At first, it seemed like a good thing, to change and exert efforts for the ones you loved. It felt like a sign of growth as an individual, to try new things, to forget about your rules and beliefs.
But as you slowly continue to give and give and get nothing in return you realize how exhausting it is.
In all honesty, at first you do not expect anything in return because you are solely doing it for the one you love — but as you go on a bit of reciprocation would be much appreciated.
I changed and changed for the one that I loved until I came to a point where I lost myself in the process of trying to make myself worthy of his love.
I realized how much I disrespected myself for settling for something I did not deserve.

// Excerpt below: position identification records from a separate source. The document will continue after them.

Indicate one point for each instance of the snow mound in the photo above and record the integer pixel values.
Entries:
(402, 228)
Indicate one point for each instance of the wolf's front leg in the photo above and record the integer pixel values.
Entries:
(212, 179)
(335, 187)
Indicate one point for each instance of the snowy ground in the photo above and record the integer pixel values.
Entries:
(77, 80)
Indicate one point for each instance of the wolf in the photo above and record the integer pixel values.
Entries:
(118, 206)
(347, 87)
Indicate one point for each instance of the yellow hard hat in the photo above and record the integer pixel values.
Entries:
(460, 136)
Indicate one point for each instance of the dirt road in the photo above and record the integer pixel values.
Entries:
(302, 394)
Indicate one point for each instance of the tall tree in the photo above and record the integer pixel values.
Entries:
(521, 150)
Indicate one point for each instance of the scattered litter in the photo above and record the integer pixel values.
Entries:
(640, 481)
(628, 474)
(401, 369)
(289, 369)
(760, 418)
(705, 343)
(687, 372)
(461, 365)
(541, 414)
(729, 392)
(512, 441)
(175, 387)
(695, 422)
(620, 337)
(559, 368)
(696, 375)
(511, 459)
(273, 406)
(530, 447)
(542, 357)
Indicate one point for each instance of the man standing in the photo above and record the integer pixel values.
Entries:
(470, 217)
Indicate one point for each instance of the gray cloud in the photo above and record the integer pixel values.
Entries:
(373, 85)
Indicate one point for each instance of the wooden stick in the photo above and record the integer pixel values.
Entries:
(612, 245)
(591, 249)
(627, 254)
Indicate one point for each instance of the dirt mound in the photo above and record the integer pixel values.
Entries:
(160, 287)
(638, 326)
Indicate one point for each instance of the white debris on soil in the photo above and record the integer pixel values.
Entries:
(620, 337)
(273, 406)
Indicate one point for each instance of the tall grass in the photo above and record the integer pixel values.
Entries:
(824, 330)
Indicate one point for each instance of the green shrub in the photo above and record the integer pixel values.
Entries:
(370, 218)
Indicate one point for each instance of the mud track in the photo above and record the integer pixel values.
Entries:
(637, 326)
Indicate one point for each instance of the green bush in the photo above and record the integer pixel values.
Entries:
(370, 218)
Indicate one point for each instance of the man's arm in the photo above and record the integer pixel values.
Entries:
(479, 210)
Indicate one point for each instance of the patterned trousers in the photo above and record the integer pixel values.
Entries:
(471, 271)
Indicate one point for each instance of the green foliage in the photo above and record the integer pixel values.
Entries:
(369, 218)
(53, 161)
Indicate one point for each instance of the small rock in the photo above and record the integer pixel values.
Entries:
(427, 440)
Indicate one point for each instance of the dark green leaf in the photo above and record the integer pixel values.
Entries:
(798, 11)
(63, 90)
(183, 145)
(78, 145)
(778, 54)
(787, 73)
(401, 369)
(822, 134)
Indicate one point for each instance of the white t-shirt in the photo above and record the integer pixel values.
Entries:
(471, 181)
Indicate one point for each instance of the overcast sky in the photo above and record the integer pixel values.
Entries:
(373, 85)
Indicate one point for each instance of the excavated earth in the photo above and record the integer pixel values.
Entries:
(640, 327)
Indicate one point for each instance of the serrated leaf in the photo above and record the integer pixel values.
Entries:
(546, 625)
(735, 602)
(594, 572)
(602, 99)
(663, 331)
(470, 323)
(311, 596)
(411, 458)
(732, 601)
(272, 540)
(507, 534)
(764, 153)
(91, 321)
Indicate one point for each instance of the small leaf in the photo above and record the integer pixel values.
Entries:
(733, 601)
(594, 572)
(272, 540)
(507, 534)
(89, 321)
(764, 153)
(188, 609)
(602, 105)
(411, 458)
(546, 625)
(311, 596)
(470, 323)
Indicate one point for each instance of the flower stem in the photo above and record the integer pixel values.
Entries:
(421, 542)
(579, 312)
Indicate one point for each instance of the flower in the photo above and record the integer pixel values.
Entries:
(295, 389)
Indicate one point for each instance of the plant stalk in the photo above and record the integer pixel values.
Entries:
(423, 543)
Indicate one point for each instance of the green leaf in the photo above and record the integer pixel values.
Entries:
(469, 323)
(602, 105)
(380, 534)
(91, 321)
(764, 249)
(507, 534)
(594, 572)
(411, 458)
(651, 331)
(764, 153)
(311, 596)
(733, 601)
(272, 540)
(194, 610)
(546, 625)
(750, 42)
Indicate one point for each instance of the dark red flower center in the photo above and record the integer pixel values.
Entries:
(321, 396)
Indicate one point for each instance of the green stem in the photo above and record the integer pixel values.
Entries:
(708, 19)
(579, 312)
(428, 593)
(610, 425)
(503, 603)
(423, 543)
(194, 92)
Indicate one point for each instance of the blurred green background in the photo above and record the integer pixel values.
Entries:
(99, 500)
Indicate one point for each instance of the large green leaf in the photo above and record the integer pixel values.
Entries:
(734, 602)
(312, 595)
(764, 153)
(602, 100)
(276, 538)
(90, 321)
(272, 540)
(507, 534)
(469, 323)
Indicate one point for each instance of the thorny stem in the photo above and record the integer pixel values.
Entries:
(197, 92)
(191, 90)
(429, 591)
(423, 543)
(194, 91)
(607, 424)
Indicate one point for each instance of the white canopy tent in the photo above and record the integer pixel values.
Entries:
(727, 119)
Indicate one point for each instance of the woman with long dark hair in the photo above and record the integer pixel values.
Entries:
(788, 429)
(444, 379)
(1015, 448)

I blamed myself for giving too much, for not asking for anything in return, for giving all the love I should have gave to myself.
I blamed myself for a lot of things. I forgot to love my own imperfections and shortcomings. I questioned my own abilities and appearance.
I got dreary because my insecurities ate me up. I kept thinking about maybes:
“Maybe if I was prettier or skinnier I would be the only person he found himself looking for in a crowded room full of people.”
“Maybe if I was more feminine like the other girls he would finally see me as someone to hold hands with and not someone to fist bump.”
“Maybe if I was smarter or knew more about politics, religion, and the problems of the world I would be someone he would want to talk to endlessly.”
“Maybe if I was a completely different person I would be enough.”
Those maybes kept me up until 3 in the morning. But how cruel it is to blame yourself for not being enough?
I blamed him too. I blamed him for wanting more than what I am and what I can give. I blamed him for his inability to love me.
I blamed him for treating me so kindly that the decision of hating him would never be justified. I blamed him for being my “go to” person because I knew he was there but would soon fade like the warmth of autumn because winter would soon come.
I blamed him for being so close and yet still so far away. I blamed him for being him — for being that one person I knew would always have my heart.
Maybe if he just loved me, I would have never felt the need to to become someone else.
Lastly I blamed the universe, for being unfair, for not allowing our stars to be aligned.
I blamed the universe for not making the circumstances easier for me, for the possibility of us.
Why did it have to hurt this way? Why did it have to leave a cut this deep and this painful?
At my worst and darkest moments, I even blamed the universe for allowing our paths to cross. For showing me a star that I could never reach. And for giving me so much hope and strength to cling to the uncertainty.
At the end of the day, there is no one to blame, not the universe, not him, and especially not myself.
It is not his fault that the universe was not aligned for the both of us to be together. It is not his fault for not wanting to risk whatever we had for something he is not 100% sure of.
Loving someone can not be forced.
Him not loving you is not the end of the world. It is only the beginning.
You might not be enough in his eyes but to others who are out there you are enough, more that enough.
It was the universe’s plan to let you meet him to teach you a lesson, to make you a better person, and of course to make you love greater.